Psalm 1
Introduction
In contrast to the spontaneous prose prayers found in biblical narratives (see Miller, They Cried to the Lord, Appendix 1), the Psalms are tightly woven poetic compositions. Even prayer psalms reflecting life or death distresses (such as Psa 13 and 22) exhibit intricate literary echoes and structures. While their references to singing imply oral performance, their intricate wording implies that psalms were literary compositions, not spontaneous ad hoc cries of help or praise.
Wisdom psalms reflect the same wisdom tradition known from Proverbs, Job, and Ecclesiastes. Rather than addressing God directly in worship, they incorporate literary forms characteristic of the wise sages.

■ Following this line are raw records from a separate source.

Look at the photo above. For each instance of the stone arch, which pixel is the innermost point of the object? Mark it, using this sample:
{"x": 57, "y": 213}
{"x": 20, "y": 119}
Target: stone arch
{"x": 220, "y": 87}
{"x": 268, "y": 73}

They either teach wise living, or probe life’s anomalies.
The Torah psalms, Psa 1, 19:7–14, and 119, uniquely refer to “the law of the Lord.” While “torah” is usually translated “law,” the word means “instruction,” and thus can include instruction of any form, such as laws, narratives, and poems.
This psalm contrasts the righteous person who because of his or her behavior experiences blessing in life with the unrighteous whose ungodly conduct yields the fruit of sorrow and destruction.
The Righteous Man Stands Not with The Wicked
Counsel, way and seat (or ‘assembly’, or ‘dwelling’) draw attention to the realms of thinking, behaving and belonging, in which a person’s fundamental choice of allegiance is made and carried through;
Yet certainly the three complete phrases show three aspects, indeed three degrees, of departure from God, by portraying conformity to this world at three different levels: accepting its advice, being party to its ways, and adopting the most fatal of its attitudes
The Blessed Man Chooses God’s Law
The law of the Lord stands opposed to ‘the counsel of the wicked’ (1), to which it is ultimately the only answer. The psalm is content to develop this one theme, implying that whatever really shapes a man’s thinking shapes his life.
Law (tôrâ) basically means ‘direction’ or ‘instruction’; it can be confined to a single command, or can extend, as here, to Scripture as a whole.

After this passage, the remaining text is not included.